Le motif du même et de l'autre apparaît dès les premières images du film qui montrent la naissance de petits cochons, à la fois identiques et différents. Le récit de Philibert est l'autre et le même, dans un effet d'écho au récit de Rivière, à l'essai de Michel Foucault qui s'est le premier penché sur cette affaire, aux carnets et au film d'Allio. La structure feuilletée du film de Philibert, dans lequel images du film d'Allio, entretiens des acteurs paysans, paysages normands bouleversés par la modernité se superposent et s'enchevêtrent parfaitement, rappelle les matriochkas et donne un effet de vertige.
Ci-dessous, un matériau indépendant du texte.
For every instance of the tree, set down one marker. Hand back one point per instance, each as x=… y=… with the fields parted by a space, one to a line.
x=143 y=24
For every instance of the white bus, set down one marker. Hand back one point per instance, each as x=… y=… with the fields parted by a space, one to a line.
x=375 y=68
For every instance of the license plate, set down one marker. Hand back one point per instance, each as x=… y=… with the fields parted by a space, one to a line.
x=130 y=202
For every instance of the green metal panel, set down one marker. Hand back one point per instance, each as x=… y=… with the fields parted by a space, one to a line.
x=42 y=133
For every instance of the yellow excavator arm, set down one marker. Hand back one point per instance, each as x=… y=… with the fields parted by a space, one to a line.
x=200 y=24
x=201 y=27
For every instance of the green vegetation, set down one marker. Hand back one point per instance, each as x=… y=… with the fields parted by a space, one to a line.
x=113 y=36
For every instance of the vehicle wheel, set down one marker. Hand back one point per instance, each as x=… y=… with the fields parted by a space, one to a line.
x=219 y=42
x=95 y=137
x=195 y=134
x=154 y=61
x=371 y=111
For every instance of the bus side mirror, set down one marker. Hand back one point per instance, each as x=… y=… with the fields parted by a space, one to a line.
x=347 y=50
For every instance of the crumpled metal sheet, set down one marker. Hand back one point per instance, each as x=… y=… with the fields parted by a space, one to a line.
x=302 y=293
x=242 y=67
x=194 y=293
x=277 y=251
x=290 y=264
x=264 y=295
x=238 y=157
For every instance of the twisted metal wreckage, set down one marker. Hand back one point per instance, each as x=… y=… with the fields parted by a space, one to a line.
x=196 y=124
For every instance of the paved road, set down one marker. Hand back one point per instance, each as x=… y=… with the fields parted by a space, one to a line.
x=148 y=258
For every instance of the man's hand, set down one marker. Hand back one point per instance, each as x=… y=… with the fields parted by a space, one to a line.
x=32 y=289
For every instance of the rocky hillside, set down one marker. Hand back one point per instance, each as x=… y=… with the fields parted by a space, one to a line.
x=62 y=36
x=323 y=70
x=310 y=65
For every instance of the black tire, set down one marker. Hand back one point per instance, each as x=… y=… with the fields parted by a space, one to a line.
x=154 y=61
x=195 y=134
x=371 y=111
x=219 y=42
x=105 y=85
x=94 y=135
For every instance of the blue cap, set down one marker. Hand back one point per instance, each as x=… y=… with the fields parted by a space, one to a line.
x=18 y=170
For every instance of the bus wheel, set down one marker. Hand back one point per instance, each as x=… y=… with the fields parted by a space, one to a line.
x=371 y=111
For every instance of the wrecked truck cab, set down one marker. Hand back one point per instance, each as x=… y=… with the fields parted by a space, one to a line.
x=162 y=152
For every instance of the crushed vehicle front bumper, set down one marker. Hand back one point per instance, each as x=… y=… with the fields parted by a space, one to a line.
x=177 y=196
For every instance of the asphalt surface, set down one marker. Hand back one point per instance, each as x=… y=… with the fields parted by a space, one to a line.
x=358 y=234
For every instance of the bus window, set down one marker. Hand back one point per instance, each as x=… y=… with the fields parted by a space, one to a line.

Donne envie de lire les carnets de René Allio, qui portent notamment sur sa démarche artistique, le nom de chiendent qu'il prête à celle-ci et sur la solitude de l'artiste.
Le documentaire s'achève sur une scène du film d'Allio qui avait été coupée au montage. Philibert rend hommage à une autre vie minuscule, celle de son père, qui jouait cette scène. Bouleversant silence puisqu'il choisit de ne pas intégrer la bande-son.
Ce motif des vies minuscules m'est très cher, mais l'association entre mémoire et identité ne peut se détacher d'une certaine mélancolie. Comment l'art qui souhaite rendre hommage à ces vies peut-il le faire sans sous-entendre que c'est lui qui les sauve du néant? Allio, Philibert, Michon parviennent-ils à cet effacement?